The reality, as everyone knows full well, is that Blair has offered his Institute for Global Change as a glorified advertising billboard for its wealthy funders. The tech billionaire and Trump ally Larry Ellison gave Blair’s vanity project $130 million between 2021 and 2023, and pledged another $218 million by the end of 2025.
That largesse enabled the institute to increase its number of staff dramatically, from two hundred to nearly a thousand. Every time Blair rails against net-zero targets or gushes about the virtues of AI, he is reading out a sponsored message from Ellison and his other funding sources.

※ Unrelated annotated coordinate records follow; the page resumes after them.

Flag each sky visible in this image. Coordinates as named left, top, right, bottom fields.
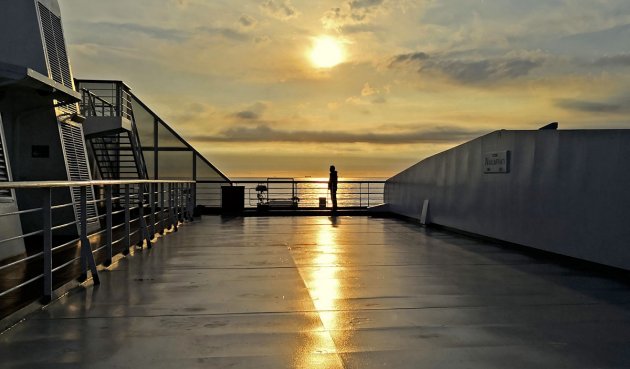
left=59, top=0, right=630, bottom=178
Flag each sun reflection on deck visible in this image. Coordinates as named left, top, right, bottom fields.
left=295, top=218, right=343, bottom=368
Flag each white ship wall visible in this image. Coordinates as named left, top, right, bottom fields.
left=385, top=130, right=630, bottom=269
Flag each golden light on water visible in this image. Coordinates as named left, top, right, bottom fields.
left=296, top=217, right=344, bottom=368
left=309, top=36, right=345, bottom=68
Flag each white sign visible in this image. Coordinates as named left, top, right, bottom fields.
left=483, top=151, right=510, bottom=173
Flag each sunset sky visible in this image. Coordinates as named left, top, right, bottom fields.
left=60, top=0, right=630, bottom=177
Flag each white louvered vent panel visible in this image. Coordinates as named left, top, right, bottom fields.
left=38, top=3, right=74, bottom=89
left=50, top=13, right=74, bottom=89
left=0, top=133, right=11, bottom=197
left=58, top=104, right=79, bottom=114
left=59, top=123, right=98, bottom=222
left=38, top=3, right=63, bottom=83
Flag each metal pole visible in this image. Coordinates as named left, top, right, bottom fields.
left=80, top=186, right=101, bottom=284
left=190, top=182, right=197, bottom=220
left=105, top=185, right=114, bottom=266
left=149, top=183, right=157, bottom=238
left=168, top=183, right=178, bottom=232
left=160, top=183, right=166, bottom=235
left=153, top=118, right=160, bottom=179
left=123, top=184, right=131, bottom=255
left=359, top=182, right=370, bottom=208
left=42, top=188, right=52, bottom=303
left=138, top=184, right=151, bottom=248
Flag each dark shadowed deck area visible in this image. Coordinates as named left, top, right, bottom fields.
left=0, top=216, right=630, bottom=369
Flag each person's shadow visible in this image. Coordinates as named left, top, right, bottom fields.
left=328, top=215, right=340, bottom=228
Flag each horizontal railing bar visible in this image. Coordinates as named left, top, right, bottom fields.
left=0, top=230, right=44, bottom=244
left=0, top=179, right=196, bottom=190
left=0, top=252, right=44, bottom=270
left=0, top=208, right=42, bottom=218
left=52, top=238, right=79, bottom=251
left=50, top=220, right=79, bottom=231
left=52, top=258, right=80, bottom=272
left=0, top=274, right=44, bottom=297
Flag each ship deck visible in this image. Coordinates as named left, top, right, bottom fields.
left=0, top=216, right=630, bottom=369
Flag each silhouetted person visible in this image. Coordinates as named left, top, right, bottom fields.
left=328, top=165, right=338, bottom=211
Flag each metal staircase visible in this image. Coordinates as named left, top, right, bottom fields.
left=88, top=131, right=147, bottom=180
left=81, top=83, right=148, bottom=180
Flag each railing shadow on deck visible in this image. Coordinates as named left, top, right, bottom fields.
left=0, top=180, right=195, bottom=319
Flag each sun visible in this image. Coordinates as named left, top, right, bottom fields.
left=309, top=36, right=344, bottom=68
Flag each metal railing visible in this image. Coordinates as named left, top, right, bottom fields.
left=0, top=180, right=195, bottom=300
left=196, top=178, right=385, bottom=209
left=81, top=88, right=116, bottom=117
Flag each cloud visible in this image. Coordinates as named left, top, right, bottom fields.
left=554, top=97, right=630, bottom=114
left=195, top=124, right=487, bottom=145
left=389, top=52, right=543, bottom=84
left=361, top=82, right=379, bottom=96
left=238, top=14, right=258, bottom=29
left=86, top=22, right=190, bottom=42
left=196, top=27, right=250, bottom=41
left=260, top=0, right=300, bottom=20
left=79, top=22, right=250, bottom=42
left=321, top=0, right=386, bottom=30
left=593, top=54, right=630, bottom=67
left=233, top=102, right=267, bottom=121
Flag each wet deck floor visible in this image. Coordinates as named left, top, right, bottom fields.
left=0, top=217, right=630, bottom=369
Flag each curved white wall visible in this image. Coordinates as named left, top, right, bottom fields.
left=385, top=130, right=630, bottom=269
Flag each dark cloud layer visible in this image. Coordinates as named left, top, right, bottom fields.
left=195, top=124, right=486, bottom=145
left=555, top=98, right=630, bottom=114
left=81, top=22, right=250, bottom=42
left=389, top=52, right=542, bottom=84
left=593, top=54, right=630, bottom=67
left=260, top=0, right=300, bottom=20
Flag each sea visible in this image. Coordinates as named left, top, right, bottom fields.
left=197, top=177, right=385, bottom=208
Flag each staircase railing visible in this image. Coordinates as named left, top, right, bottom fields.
left=0, top=180, right=195, bottom=301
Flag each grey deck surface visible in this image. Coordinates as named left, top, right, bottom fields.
left=0, top=217, right=630, bottom=369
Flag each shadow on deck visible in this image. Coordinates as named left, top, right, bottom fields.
left=0, top=216, right=630, bottom=369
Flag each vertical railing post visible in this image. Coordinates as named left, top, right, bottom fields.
left=359, top=182, right=369, bottom=208
left=149, top=183, right=156, bottom=238
left=160, top=183, right=166, bottom=235
left=105, top=185, right=114, bottom=266
left=138, top=184, right=151, bottom=248
left=186, top=183, right=193, bottom=222
left=175, top=183, right=182, bottom=223
left=42, top=188, right=52, bottom=303
left=190, top=182, right=197, bottom=220
left=168, top=183, right=178, bottom=232
left=123, top=184, right=131, bottom=255
left=79, top=186, right=100, bottom=284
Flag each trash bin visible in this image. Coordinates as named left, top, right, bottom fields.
left=221, top=186, right=245, bottom=214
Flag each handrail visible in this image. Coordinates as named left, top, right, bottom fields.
left=196, top=179, right=386, bottom=184
left=0, top=179, right=196, bottom=301
left=0, top=179, right=195, bottom=190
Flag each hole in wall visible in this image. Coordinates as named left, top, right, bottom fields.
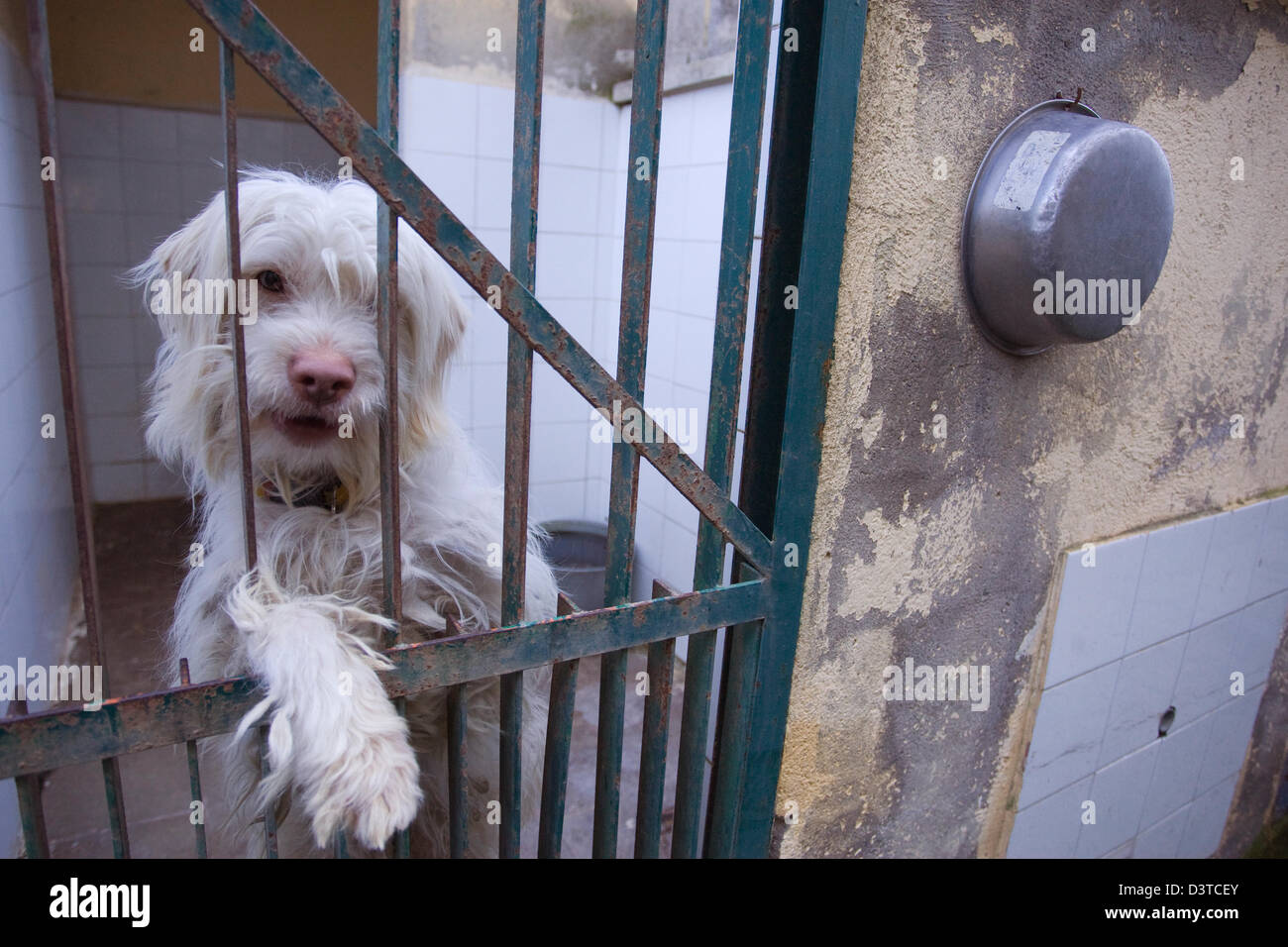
left=1158, top=707, right=1176, bottom=737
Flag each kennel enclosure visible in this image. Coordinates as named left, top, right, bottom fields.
left=0, top=0, right=867, bottom=857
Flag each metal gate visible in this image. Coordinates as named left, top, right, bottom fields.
left=0, top=0, right=867, bottom=858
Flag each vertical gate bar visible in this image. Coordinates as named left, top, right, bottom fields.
left=635, top=579, right=675, bottom=858
left=537, top=591, right=581, bottom=858
left=259, top=724, right=277, bottom=858
left=705, top=0, right=823, bottom=860
left=9, top=699, right=49, bottom=858
left=179, top=657, right=206, bottom=858
left=103, top=756, right=130, bottom=858
left=27, top=0, right=130, bottom=858
left=447, top=684, right=469, bottom=858
left=376, top=0, right=411, bottom=858
left=591, top=0, right=667, bottom=858
left=671, top=0, right=773, bottom=858
left=728, top=0, right=868, bottom=857
left=447, top=616, right=471, bottom=858
left=219, top=36, right=277, bottom=858
left=219, top=38, right=257, bottom=573
left=376, top=0, right=402, bottom=647
left=499, top=0, right=546, bottom=858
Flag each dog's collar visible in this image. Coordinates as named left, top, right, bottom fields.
left=255, top=478, right=349, bottom=513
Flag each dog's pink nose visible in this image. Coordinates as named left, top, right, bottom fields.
left=286, top=349, right=355, bottom=404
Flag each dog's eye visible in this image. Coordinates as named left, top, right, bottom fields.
left=255, top=269, right=286, bottom=292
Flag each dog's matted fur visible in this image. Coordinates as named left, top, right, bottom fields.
left=133, top=170, right=555, bottom=856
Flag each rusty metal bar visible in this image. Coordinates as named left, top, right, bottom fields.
left=712, top=0, right=868, bottom=858
left=27, top=0, right=130, bottom=858
left=376, top=0, right=402, bottom=647
left=0, top=579, right=769, bottom=780
left=447, top=616, right=471, bottom=858
left=178, top=0, right=772, bottom=570
left=499, top=0, right=546, bottom=858
left=259, top=724, right=277, bottom=858
left=9, top=699, right=49, bottom=858
left=537, top=591, right=581, bottom=858
left=219, top=40, right=257, bottom=573
left=635, top=579, right=675, bottom=858
left=219, top=39, right=268, bottom=858
left=591, top=0, right=667, bottom=858
left=376, top=0, right=411, bottom=858
left=179, top=657, right=206, bottom=858
left=671, top=0, right=773, bottom=858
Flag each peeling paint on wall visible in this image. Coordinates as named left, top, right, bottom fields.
left=780, top=0, right=1288, bottom=856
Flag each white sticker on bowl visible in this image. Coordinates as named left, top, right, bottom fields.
left=993, top=132, right=1069, bottom=210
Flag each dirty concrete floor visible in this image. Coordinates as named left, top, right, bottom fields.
left=44, top=500, right=684, bottom=858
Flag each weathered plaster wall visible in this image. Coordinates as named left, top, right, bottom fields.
left=780, top=0, right=1288, bottom=856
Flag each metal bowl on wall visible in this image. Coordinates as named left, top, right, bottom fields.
left=962, top=99, right=1173, bottom=356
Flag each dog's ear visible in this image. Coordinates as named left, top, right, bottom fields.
left=398, top=222, right=468, bottom=453
left=126, top=193, right=231, bottom=479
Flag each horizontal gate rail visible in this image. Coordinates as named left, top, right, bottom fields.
left=180, top=0, right=772, bottom=574
left=0, top=579, right=768, bottom=780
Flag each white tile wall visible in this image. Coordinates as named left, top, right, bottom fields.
left=58, top=100, right=336, bottom=502
left=1009, top=496, right=1288, bottom=858
left=400, top=64, right=759, bottom=607
left=0, top=33, right=76, bottom=857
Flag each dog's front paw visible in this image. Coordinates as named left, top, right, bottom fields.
left=309, top=733, right=422, bottom=849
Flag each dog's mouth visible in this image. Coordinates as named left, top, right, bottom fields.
left=271, top=414, right=340, bottom=447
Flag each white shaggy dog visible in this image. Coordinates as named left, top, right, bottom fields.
left=133, top=171, right=557, bottom=856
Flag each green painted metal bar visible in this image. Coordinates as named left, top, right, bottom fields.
left=537, top=591, right=581, bottom=858
left=591, top=0, right=669, bottom=858
left=102, top=758, right=130, bottom=858
left=27, top=0, right=130, bottom=858
left=219, top=40, right=258, bottom=573
left=219, top=39, right=277, bottom=858
left=635, top=579, right=675, bottom=858
left=14, top=775, right=49, bottom=858
left=447, top=616, right=471, bottom=858
left=9, top=699, right=49, bottom=858
left=447, top=616, right=471, bottom=858
left=0, top=579, right=768, bottom=780
left=376, top=0, right=411, bottom=858
left=259, top=724, right=277, bottom=858
left=499, top=0, right=546, bottom=858
left=671, top=0, right=773, bottom=858
left=376, top=0, right=402, bottom=647
left=729, top=0, right=868, bottom=857
left=703, top=610, right=761, bottom=858
left=188, top=0, right=772, bottom=569
left=179, top=657, right=206, bottom=858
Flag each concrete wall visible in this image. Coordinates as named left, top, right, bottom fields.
left=780, top=0, right=1288, bottom=856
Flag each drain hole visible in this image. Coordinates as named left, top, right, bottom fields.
left=1158, top=707, right=1176, bottom=737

That is just one of several ways in which Blair has sold his services as a mouthpiece to the highest bidder. It is a form of journalistic malpractice to report on Blair’s call for greater subservience to the Trump administration without mentioning his intimate role in Trump’s grotesque scheme to transform Gaza into a real estate opportunity for his son-in-law Jared Kushner and assorted cronies.
They Were the Future, Once
There is another sense in which Blair resembles a figure from contemporary horror or ancient mythology. He appears to have the ability to cast a spell on British journalists that prevents them from seeing him in his actual form. In their eyes, he will always be the shiny, youthful election winner of 1997, the political expression of Britpop and Cool Britannia. This sinister form of enchantment conceals the visage of a degraded huckster with an inexhaustible appetite for human suffering.
Perhaps we don’t need to resort to supernatural explanations. Perhaps Blair simply reminds his loyal disciples of a time when they were young and relevant too, and didn’t find the world so perplexing. For the rest of us, the priority should be finding a way to exorcize this malign spirit once and for all.